Basic Principles of Automated Perimetry
In automated static threshold perimetry, the sensitivity of a patient’s central and peripheral vision is quantified using computerized algorithms to accurately ascertain the threshold of sensitivity at each location tested in the patient’s field of vision. At each location, stimuli of varying intensities are presented, the patient’s responses checked, and the differential light sensitivity measured.
Modern perimeters use the convention introduced with Goldmann perimetry to determine the target sizes for the stimuli. The stimulus sizes are numbered with Roman numerals I through V. Each stimulus covers a 4-fold-greater area, ranging from 0.25 mm2 for a Size I stimulus to 64 mm2 for a Size V stimulus. The most commonly used stimulus size for the Humphrey Field Analyzer (HFA; Carl Zeiss Meditec) is stimulus Size III, which corresponds to 4 mm2. Stimulus Size V may be employed for individuals with severe visual field loss or poor visual acuity.

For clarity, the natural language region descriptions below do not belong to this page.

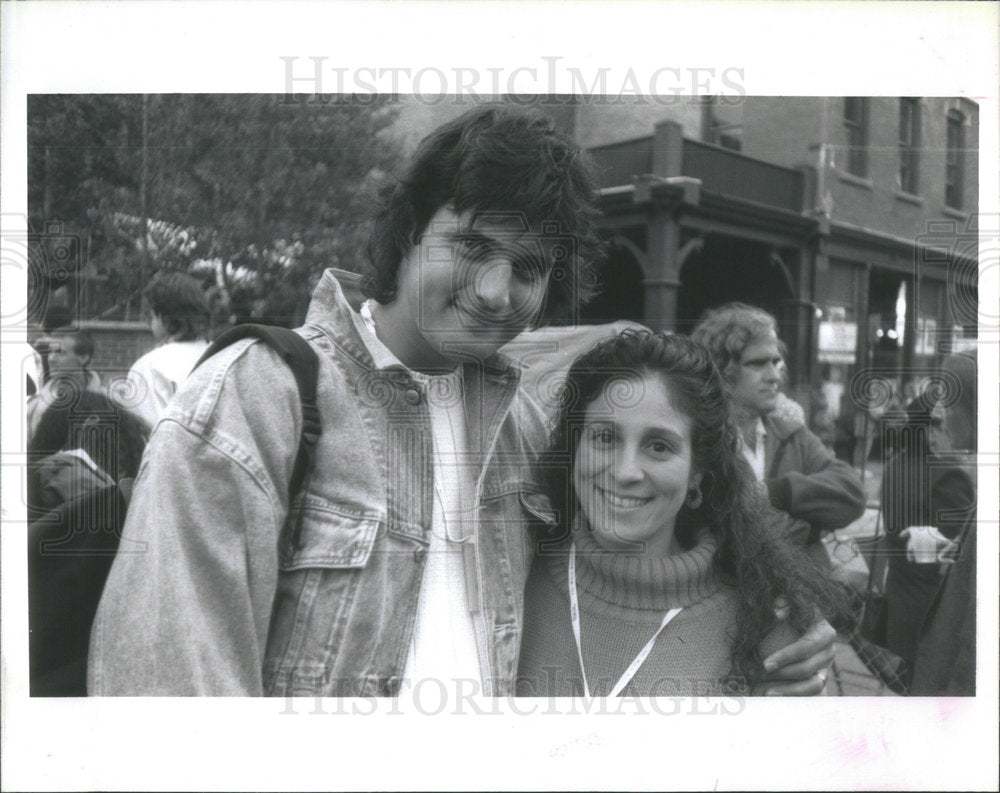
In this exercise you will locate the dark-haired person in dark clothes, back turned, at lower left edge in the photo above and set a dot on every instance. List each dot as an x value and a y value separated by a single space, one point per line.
80 460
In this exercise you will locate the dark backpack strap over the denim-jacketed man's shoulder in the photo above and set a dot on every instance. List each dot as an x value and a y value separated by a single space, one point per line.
302 359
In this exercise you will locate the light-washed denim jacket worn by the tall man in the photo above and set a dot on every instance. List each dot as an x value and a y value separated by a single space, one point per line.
212 597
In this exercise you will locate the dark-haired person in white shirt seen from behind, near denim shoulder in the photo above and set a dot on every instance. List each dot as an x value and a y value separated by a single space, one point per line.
180 321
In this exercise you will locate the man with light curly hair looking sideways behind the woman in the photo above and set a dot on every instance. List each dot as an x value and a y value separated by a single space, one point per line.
802 476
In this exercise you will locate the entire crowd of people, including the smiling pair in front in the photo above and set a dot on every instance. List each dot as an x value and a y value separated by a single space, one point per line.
660 534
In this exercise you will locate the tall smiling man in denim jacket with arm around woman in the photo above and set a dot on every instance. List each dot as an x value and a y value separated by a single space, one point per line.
412 547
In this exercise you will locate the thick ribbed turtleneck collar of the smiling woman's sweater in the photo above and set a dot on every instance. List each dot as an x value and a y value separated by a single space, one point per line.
636 582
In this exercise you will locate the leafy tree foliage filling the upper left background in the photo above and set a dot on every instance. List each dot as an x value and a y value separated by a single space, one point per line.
256 194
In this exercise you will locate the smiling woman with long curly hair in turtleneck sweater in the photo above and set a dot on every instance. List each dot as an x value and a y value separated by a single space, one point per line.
665 570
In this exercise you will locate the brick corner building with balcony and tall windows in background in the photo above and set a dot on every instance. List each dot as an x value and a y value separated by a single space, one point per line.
852 219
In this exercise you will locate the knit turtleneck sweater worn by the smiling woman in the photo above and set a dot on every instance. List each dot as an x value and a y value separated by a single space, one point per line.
623 599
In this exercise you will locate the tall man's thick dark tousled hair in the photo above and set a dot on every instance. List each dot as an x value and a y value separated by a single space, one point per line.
502 159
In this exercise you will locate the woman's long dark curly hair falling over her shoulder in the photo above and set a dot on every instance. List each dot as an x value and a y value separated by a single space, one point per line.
753 557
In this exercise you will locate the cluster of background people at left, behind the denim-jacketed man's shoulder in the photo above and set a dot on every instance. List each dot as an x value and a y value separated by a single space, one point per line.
85 444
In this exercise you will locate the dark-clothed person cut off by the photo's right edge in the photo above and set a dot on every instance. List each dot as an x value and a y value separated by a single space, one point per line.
945 659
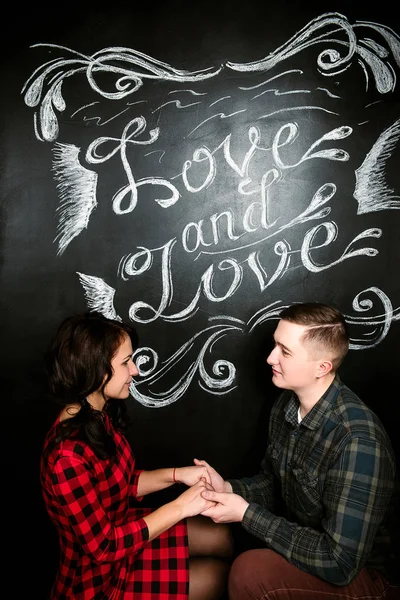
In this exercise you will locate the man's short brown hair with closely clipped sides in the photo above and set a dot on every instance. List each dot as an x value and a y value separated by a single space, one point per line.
327 329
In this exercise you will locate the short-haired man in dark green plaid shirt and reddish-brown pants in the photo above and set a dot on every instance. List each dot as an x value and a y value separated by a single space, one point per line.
326 482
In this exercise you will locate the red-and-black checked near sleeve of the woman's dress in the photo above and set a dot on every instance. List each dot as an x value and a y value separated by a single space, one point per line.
79 503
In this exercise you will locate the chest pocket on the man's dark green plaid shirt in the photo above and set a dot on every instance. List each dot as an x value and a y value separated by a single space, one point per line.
305 493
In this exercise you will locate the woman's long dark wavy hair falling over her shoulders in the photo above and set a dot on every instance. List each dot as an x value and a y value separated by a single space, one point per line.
78 363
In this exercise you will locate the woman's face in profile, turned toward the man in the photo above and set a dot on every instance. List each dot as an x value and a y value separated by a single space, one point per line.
123 370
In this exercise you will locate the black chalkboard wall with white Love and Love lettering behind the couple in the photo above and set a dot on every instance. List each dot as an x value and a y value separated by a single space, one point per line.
193 168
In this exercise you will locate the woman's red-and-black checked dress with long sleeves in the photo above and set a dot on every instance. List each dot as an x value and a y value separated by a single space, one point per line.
104 547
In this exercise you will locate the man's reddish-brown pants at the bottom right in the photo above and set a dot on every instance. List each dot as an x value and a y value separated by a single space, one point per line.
263 574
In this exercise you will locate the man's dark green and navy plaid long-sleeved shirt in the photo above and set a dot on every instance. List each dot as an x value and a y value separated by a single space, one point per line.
324 487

Threshold strategies start by testing a single location in the field of view. If the stimulus is seen, subsequent stimuli at that location are dimmed a step at a time until no longer seen. If the initial stimulus is not seen, then subsequent presentations are made brighter in steps until the patient responds. This process can be repeated at the same location with reversal of the steps to confirm that the threshold of sensitivity has been accurately ascertained.
The HFA tests light intensities over 5 orders of magnitude, from 10,000 apostilbs (asb) to 0.1 asb. Every log order change in light intensity corresponds to 10 dB; the machine can measure sensitivities over a 50-dB range. Test locations at which a stimulus of 10,000 asb is not detected are assigned a value of 0 dB. It is important to note that this applies to the specific stimulus size that is being used. For example, a 0-dB location when testing with stimulus Size III means that the stimulus with maximum intensity of 10,000 asb and Size III was not seen. However, this does not imply that the location is totally blind. A larger stimulus in the same location, such as stimulus Size V, may be visible and detected by the patient. The threshold values reported for each location reflect the extent to which light can be dimmed (by a series of neutral density filters used in the perimeter) and still detected. For example, a value of 30 dB indicates that the stimulus can be dimmed 1000-fold, from 10,000 to 10 asb, and still be seen.
The state of light adaptation of the eye at the time of the visual field test influences luminance sensitivities. The HFA uses background lighting of 31.5 asb to saturate rod photoreceptors, producing photopic conditions in which cones are primarily tested.